Une étude menée par une équipe belge de chercheurs récemment publiée dans la revue scientifique The Lancet Global Health journal révèle que, dans les zones non-contrôlées par le régime de Bachar Al-Assad, les enfants représentaient un quart des victimes civiles en 2016.

(photo flickr/UNHCR)
Une jeune mère syrienne traverse la frontière et devient ainsi réfugiée, avril 2013. (photo flickr/UNHCR)

En 2016, une victime civile sur quatre de la guerre en Syrie était un enfant, comme le révèle les résultats d’une étude parue jeudi dans la revue scientifique The Lancet Global Health journal. Ces conclusions dramatiques sont celles d’une équipe de chercheurs du Centre de recherche sur l’épidémiologie des désastres (Cred) de l’Université catholique de Louvain (UCL), en Belgique, qui ont passé au crible les données en lien avec plus de 140 000 morts violentes, entre 2011 à 2016, au sein des zones rebelles qui n’étaient alors pas contrôlées par le régime de Bachar Al-Assad.

Selon les chercheurs, les résultats de l’étude permettent de constater une augmentation « spectaculaire » de la proportion d’enfants et de femmes tuées au cours des six dernières années de conflit armé en Syrie. Une hausse inquiétante à mettre en parallèle avec une baisse du nombre total de décès sur la même période, même si, comme le précise le Guardian, la grande majorité des victimes civiles demeure constituée d’hommes.

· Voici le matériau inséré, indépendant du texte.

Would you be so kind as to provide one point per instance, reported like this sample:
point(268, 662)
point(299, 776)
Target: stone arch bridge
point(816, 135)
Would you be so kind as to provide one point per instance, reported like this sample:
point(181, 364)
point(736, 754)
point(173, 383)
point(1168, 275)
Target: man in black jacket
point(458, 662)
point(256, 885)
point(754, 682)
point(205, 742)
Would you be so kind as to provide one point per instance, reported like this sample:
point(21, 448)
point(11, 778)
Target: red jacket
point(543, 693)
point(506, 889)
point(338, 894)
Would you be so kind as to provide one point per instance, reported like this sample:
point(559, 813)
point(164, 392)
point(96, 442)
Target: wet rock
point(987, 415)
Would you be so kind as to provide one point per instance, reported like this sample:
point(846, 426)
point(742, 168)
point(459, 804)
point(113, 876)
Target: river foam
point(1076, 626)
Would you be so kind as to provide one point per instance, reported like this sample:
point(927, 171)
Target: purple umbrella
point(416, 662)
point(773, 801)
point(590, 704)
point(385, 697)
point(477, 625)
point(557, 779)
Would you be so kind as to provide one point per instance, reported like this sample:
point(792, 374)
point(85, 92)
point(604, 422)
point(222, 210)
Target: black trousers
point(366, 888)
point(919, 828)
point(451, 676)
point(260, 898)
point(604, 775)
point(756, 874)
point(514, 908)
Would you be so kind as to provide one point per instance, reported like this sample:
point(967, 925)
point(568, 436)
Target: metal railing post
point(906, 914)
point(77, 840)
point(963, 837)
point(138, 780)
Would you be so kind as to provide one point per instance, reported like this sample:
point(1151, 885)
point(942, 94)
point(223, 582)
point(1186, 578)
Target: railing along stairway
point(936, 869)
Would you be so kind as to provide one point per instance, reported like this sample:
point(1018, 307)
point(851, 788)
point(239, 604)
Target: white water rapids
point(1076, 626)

Les chercheurs précisent qu’au début du conflit, en 2011, les enfants ne représentaient que 9% des 4354 décès civils. En 2013, ce chiffre est déjà monté à 19% (4927 sur 25 972 décès civils) pour enfin culminer à 23,3% au 31 décembre 2016 (avec 2662 enfants tués pour un total de 11 444 décès civils). Pendant la même période, la proportion de décès parmi les femmes adultes a, quant à elle, plus que quadruplé, passant de 3,4% à 13,8%.

Les chercheurs dénoncent le recours aux bombardements aériens et aux tirs d’obus dans des zones urbaines et peuplées, dont l’efficacité se serait révélée « très limitée […] contre les combattants de l’opposition », mais d’un « impact létal disproportionné sur les civils, et particulièrement les enfants ». Dans les pages du Guardian, la Pr Debarati Guha-Sapir, directrice du Cred, explique ainsi que l’utilisation de ces armes pourrait se révéler « contraire au droit humanitaire international » et pourrait même être possiblement assimilée à un « crime de guerre ».

Selon les résultats de l’étude, ces armes ont causé la mort de cinq fois plus de civils que de combattants de l’opposition. La raison ? Ces derniers seraient souvent au courant de l’imminence d’une attaque et auraient le temps de se mettre à couvert ou de changer de position, ce qui n’est pas le cas des populations civiles.